Über Emil Rovner

Biographie

Zu den jüngsten Projekten von Emil Rovner gehören solistische Auftritte mit dem Prague Radio Symphony Orchestra (Dvorak Konzert), mit der Sinfonietta Cracovia, mit dem Korean Chamber Orchestra in Seoul, beim Schostakowitsch Festival in Chorisch, beim Casals Festival in Prades, mit dem Presidential Orchestra in Ankara (Schumann Konzert), sowie bei den Festivals in Madrid, Prag, Bonn (Beethoven Fest), Graz, im KKL Luzern, im Tivoli Concert Hall Kopenhagen, in der Elbhilharmonie Hamburg u.v.m. Neulich wirkte er als Cellist und Sprecher bei der Uraufführung des „Einfachen Gebets“ von Sofia Gubaidulina und als Cellist und Sänger bei der Uraufführung der „Kyrie in Memoriam Boris Nemtsov“ von Evgeny Shcherbakov.

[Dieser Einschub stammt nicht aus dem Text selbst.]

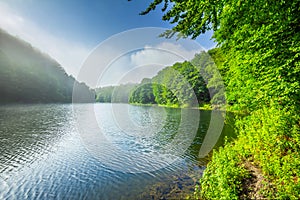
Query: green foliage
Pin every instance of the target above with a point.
(143, 94)
(28, 76)
(180, 85)
(260, 49)
(269, 139)
(114, 94)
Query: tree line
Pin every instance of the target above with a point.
(29, 76)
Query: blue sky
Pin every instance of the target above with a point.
(69, 30)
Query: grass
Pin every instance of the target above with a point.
(263, 162)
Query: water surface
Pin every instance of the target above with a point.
(46, 153)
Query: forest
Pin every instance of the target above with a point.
(29, 76)
(180, 85)
(258, 57)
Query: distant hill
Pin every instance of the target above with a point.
(29, 76)
(115, 94)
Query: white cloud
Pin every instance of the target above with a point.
(69, 54)
(145, 63)
(165, 53)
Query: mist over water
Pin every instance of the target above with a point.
(44, 156)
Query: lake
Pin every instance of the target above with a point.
(105, 151)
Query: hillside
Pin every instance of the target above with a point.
(29, 76)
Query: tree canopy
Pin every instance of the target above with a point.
(29, 76)
(259, 51)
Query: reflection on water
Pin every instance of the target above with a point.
(44, 155)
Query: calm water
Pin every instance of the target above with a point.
(100, 151)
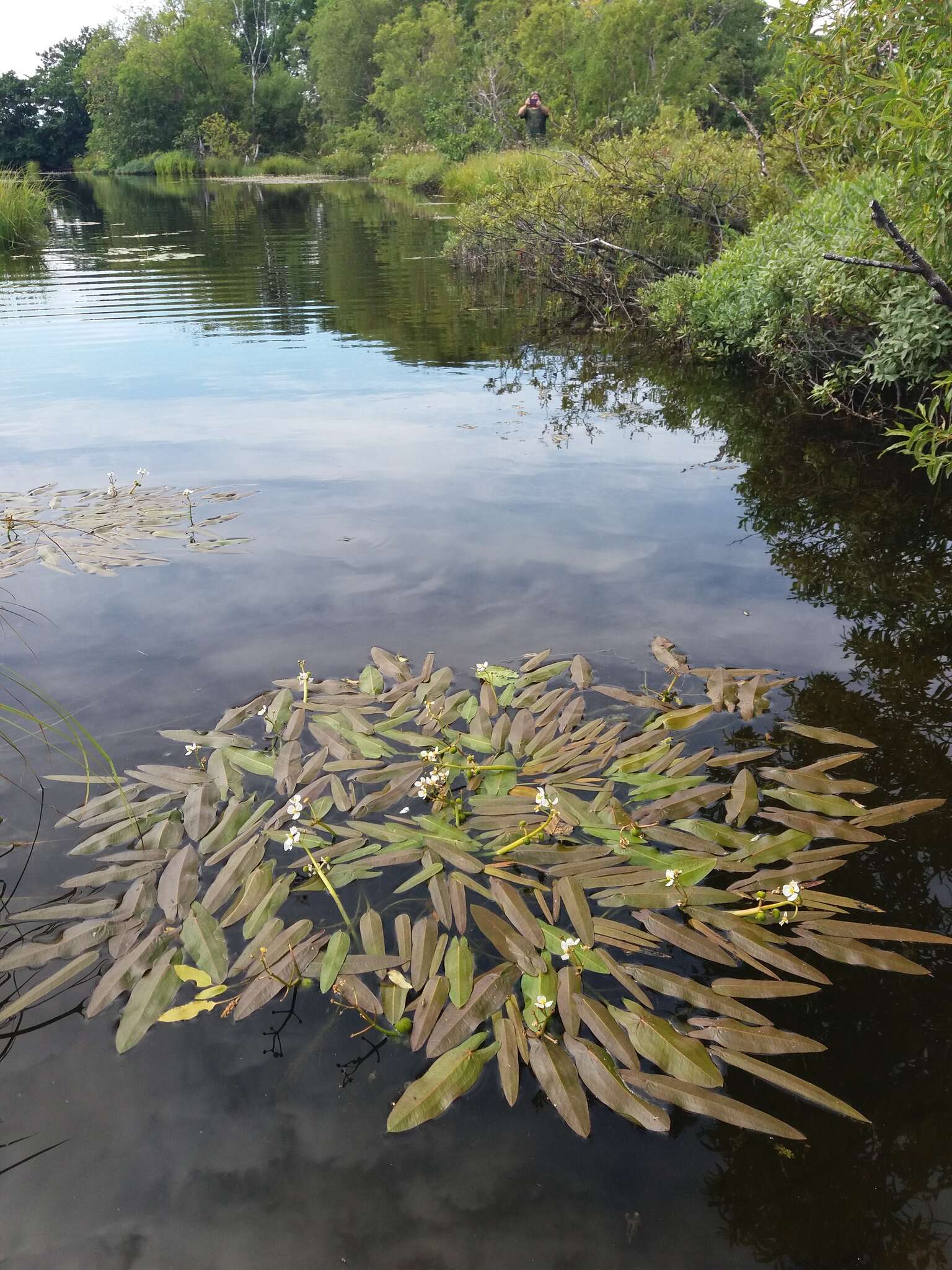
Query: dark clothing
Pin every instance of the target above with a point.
(535, 121)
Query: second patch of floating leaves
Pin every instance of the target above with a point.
(544, 858)
(100, 531)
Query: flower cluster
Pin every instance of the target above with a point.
(544, 802)
(432, 781)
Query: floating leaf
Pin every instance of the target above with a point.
(334, 957)
(451, 1076)
(557, 1073)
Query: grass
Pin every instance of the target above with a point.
(24, 200)
(175, 163)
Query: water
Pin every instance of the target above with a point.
(430, 473)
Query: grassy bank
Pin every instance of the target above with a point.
(24, 200)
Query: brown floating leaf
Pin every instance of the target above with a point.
(705, 1103)
(829, 735)
(507, 940)
(557, 1073)
(601, 1077)
(489, 992)
(663, 652)
(788, 1082)
(897, 812)
(853, 953)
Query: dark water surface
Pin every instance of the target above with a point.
(430, 475)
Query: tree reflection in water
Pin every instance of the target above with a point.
(871, 539)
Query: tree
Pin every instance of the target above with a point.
(18, 121)
(64, 120)
(423, 63)
(342, 56)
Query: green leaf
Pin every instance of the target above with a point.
(660, 1044)
(459, 967)
(451, 1076)
(334, 956)
(150, 998)
(557, 1073)
(205, 943)
(371, 681)
(179, 1014)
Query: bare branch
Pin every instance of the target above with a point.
(751, 127)
(870, 265)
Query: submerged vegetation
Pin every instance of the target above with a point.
(542, 854)
(94, 530)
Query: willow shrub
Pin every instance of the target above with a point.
(24, 198)
(175, 163)
(772, 298)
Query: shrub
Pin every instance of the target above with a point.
(24, 200)
(284, 166)
(772, 298)
(144, 167)
(219, 166)
(347, 163)
(175, 163)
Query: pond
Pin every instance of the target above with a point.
(428, 471)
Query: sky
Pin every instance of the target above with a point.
(30, 29)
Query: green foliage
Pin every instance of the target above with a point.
(175, 163)
(346, 163)
(772, 298)
(928, 440)
(284, 166)
(870, 81)
(24, 200)
(225, 139)
(144, 167)
(420, 171)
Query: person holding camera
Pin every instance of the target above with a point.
(536, 116)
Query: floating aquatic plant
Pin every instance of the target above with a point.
(547, 856)
(94, 531)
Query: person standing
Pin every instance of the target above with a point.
(536, 116)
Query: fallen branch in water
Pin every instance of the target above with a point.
(918, 263)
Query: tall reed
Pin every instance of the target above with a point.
(24, 198)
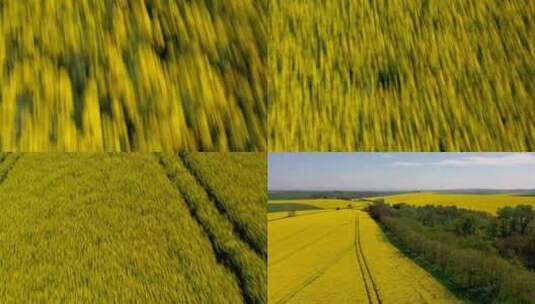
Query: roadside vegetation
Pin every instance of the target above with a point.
(487, 258)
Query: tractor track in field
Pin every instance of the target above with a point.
(237, 227)
(372, 292)
(310, 279)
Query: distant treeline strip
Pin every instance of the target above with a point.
(7, 161)
(483, 277)
(235, 254)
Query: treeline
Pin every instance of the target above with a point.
(488, 259)
(120, 75)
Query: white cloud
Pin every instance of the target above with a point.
(506, 160)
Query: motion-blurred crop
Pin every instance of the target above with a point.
(425, 75)
(141, 75)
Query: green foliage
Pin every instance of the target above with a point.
(458, 245)
(139, 75)
(101, 228)
(245, 204)
(424, 75)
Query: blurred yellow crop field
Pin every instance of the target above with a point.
(140, 75)
(482, 202)
(396, 75)
(341, 256)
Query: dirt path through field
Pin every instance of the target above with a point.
(343, 257)
(398, 278)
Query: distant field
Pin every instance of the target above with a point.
(482, 202)
(342, 257)
(312, 203)
(101, 228)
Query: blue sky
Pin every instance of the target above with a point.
(400, 171)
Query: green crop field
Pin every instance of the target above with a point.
(132, 227)
(133, 75)
(423, 75)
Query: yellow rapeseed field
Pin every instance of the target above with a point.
(481, 202)
(341, 256)
(133, 75)
(401, 75)
(398, 278)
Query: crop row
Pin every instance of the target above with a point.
(237, 255)
(245, 202)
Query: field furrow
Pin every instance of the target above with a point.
(238, 257)
(241, 206)
(341, 256)
(314, 253)
(371, 288)
(101, 228)
(398, 279)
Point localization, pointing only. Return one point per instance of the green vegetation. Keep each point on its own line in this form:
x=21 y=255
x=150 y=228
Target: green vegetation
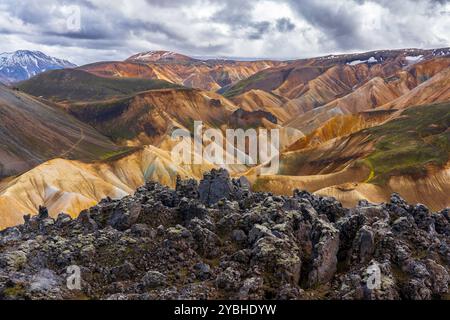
x=405 y=146
x=78 y=85
x=116 y=155
x=241 y=86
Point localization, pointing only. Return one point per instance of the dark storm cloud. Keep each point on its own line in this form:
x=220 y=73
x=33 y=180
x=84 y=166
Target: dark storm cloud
x=340 y=21
x=265 y=28
x=285 y=25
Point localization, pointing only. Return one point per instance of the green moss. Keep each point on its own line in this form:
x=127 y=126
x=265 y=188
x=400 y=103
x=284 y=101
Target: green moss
x=405 y=146
x=14 y=292
x=240 y=87
x=78 y=85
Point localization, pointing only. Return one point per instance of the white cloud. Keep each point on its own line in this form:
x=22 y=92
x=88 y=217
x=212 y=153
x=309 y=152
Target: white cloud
x=259 y=28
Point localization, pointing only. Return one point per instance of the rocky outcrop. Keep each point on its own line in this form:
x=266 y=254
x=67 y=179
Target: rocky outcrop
x=219 y=240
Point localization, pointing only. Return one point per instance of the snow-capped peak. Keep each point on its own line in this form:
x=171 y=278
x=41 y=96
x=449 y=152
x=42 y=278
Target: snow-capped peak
x=24 y=64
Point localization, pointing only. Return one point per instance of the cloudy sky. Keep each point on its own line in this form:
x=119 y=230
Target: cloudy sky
x=91 y=30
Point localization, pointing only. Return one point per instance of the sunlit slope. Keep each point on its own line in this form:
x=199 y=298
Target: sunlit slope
x=32 y=132
x=71 y=186
x=77 y=85
x=409 y=154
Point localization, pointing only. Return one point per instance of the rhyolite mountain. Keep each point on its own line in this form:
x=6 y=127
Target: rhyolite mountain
x=219 y=240
x=24 y=64
x=354 y=126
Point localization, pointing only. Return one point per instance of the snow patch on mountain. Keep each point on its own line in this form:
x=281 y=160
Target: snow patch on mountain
x=24 y=64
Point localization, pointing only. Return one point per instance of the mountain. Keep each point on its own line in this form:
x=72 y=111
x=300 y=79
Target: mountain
x=216 y=240
x=71 y=186
x=346 y=125
x=351 y=159
x=161 y=56
x=211 y=75
x=77 y=85
x=23 y=64
x=32 y=132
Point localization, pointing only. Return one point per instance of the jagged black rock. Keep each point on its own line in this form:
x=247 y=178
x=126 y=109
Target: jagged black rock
x=219 y=240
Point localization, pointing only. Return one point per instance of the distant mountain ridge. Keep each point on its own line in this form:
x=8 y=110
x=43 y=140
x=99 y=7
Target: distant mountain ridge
x=24 y=64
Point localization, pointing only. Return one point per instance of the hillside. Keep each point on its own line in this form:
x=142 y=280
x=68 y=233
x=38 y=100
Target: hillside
x=24 y=64
x=210 y=75
x=32 y=132
x=229 y=243
x=409 y=154
x=77 y=85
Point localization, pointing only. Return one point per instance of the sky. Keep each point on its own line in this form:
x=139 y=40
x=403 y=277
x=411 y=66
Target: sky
x=85 y=31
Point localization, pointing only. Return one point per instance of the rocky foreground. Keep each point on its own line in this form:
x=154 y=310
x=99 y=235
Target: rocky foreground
x=218 y=240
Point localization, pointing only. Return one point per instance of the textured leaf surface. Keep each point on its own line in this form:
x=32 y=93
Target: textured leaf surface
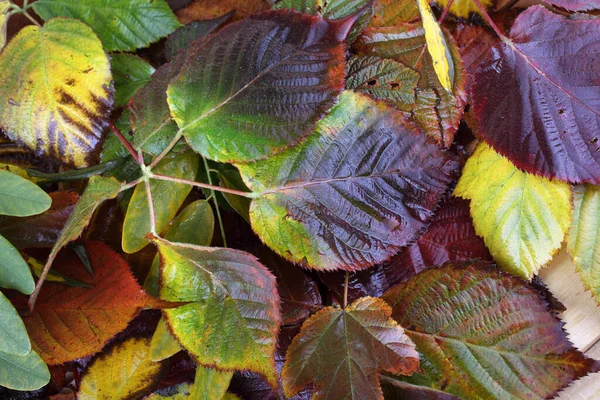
x=55 y=90
x=130 y=73
x=23 y=373
x=436 y=110
x=14 y=272
x=20 y=197
x=167 y=196
x=536 y=98
x=343 y=351
x=123 y=372
x=73 y=322
x=522 y=218
x=293 y=62
x=362 y=186
x=482 y=334
x=233 y=316
x=121 y=24
x=584 y=236
x=40 y=230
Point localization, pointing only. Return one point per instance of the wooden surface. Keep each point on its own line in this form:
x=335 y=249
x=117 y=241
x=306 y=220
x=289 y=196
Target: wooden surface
x=582 y=319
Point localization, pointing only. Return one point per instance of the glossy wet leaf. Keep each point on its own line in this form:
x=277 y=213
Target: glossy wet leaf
x=73 y=322
x=436 y=110
x=20 y=197
x=483 y=334
x=27 y=372
x=123 y=25
x=361 y=187
x=14 y=336
x=130 y=73
x=233 y=316
x=522 y=218
x=167 y=196
x=14 y=272
x=295 y=62
x=535 y=97
x=55 y=90
x=343 y=351
x=584 y=236
x=122 y=372
x=40 y=230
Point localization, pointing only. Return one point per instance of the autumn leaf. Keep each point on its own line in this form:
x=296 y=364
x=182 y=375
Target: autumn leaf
x=299 y=75
x=124 y=371
x=72 y=322
x=342 y=352
x=121 y=24
x=491 y=335
x=232 y=318
x=361 y=187
x=61 y=75
x=533 y=96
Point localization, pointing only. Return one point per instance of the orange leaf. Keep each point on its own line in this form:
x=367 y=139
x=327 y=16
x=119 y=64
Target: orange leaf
x=70 y=322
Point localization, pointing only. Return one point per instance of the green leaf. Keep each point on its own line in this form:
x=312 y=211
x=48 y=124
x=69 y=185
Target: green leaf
x=27 y=372
x=194 y=225
x=356 y=191
x=14 y=272
x=293 y=63
x=167 y=196
x=130 y=74
x=20 y=197
x=232 y=319
x=483 y=334
x=584 y=236
x=343 y=350
x=55 y=90
x=15 y=340
x=123 y=25
x=522 y=218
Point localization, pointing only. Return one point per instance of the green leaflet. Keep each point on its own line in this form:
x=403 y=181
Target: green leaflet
x=122 y=25
x=14 y=272
x=20 y=197
x=232 y=319
x=27 y=372
x=167 y=196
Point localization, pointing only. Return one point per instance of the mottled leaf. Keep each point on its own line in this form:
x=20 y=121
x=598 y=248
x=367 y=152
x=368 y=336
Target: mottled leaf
x=361 y=187
x=522 y=218
x=167 y=196
x=121 y=24
x=436 y=110
x=293 y=62
x=23 y=372
x=14 y=272
x=535 y=97
x=55 y=90
x=130 y=73
x=20 y=197
x=342 y=352
x=123 y=372
x=482 y=334
x=584 y=236
x=73 y=322
x=233 y=316
x=40 y=230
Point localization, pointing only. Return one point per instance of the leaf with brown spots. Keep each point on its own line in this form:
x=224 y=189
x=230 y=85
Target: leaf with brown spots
x=55 y=90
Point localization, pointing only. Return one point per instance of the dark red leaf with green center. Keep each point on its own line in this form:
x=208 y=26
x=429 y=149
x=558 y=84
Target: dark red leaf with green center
x=484 y=334
x=536 y=98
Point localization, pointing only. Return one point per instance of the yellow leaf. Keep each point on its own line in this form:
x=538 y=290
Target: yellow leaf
x=55 y=90
x=123 y=372
x=437 y=47
x=522 y=218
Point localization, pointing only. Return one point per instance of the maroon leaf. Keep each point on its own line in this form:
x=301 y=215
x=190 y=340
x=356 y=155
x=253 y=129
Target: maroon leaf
x=536 y=98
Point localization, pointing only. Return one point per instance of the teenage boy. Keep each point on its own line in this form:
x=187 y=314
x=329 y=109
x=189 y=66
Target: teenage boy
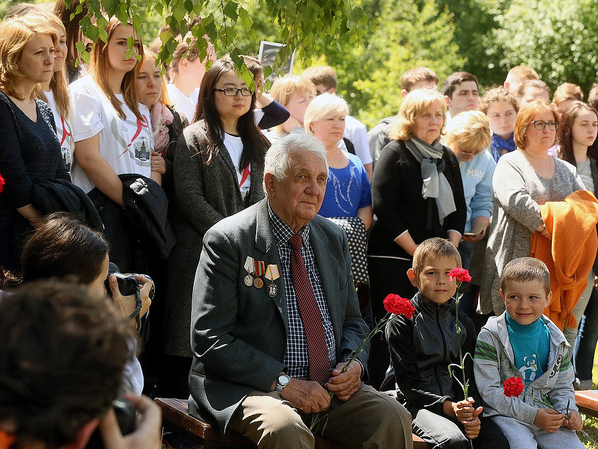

Emil Rovner wurde in Gorki, Russland, geboren. Bereits als Zehnjähriger debütierte er als Solist mit dem Sinfonieorchester Gorki. Seine Cellostudien führten ihn zu Ivan Monighetti nach Madrid und Basel und zu Boris Pergamenschikow an die Hochschule für Musik „Hanns Eisler“ Berlin. Daneben studierte er Gesang bei Ulrich. Messthaler und  Dirigieren bei Margarita Samorukova. Enge künstlerische Zusammenarbeit verbindet Emil Rovner mit bedeutenden zeitgenössischen Komponisten wie Sofia Gubaidulina, Valentin Silvestrov, Heinz Holliger, Per Norgard, Tigran Mansurian, Bernd Franke uvm..

Emil Rovner gewann zahlreiche Preise an internationalen Cello-Wettbewerben, darunter den 1. Preis und zwei Sonderpreise beim Johann Sebastian Bach Wettbewerb in Leipzig welcher den Beginn seiner internationalen Konzerttätigkeit markierte. Auf Empfehlung von Vladimir Ashkenazy debütierte Emil Rovner als Solist mit dem Tonhalle-Orchester Zürich unter Gary Bertini. Seitdem gastiert er regelmässig als Solist bei bedeutenden Orchestern wie den St. Petersburger Philharmonikern, der Tschechischen Kammerphilharmonie, dem Berliner Sinfonie-Orchester, der Camerata Bern, dem Moskauer Sinfonieorchester, dem Sinfonieorchester Basel, dem Stuttgarter Kammerorchester, dem Kammerorchester Basel, dem Münchner Kammerorchester sowie bei renommierten Chören wie dem Dresdner Kreuzchor und dem Dresdner Kammerchor unter H.C. Rademann.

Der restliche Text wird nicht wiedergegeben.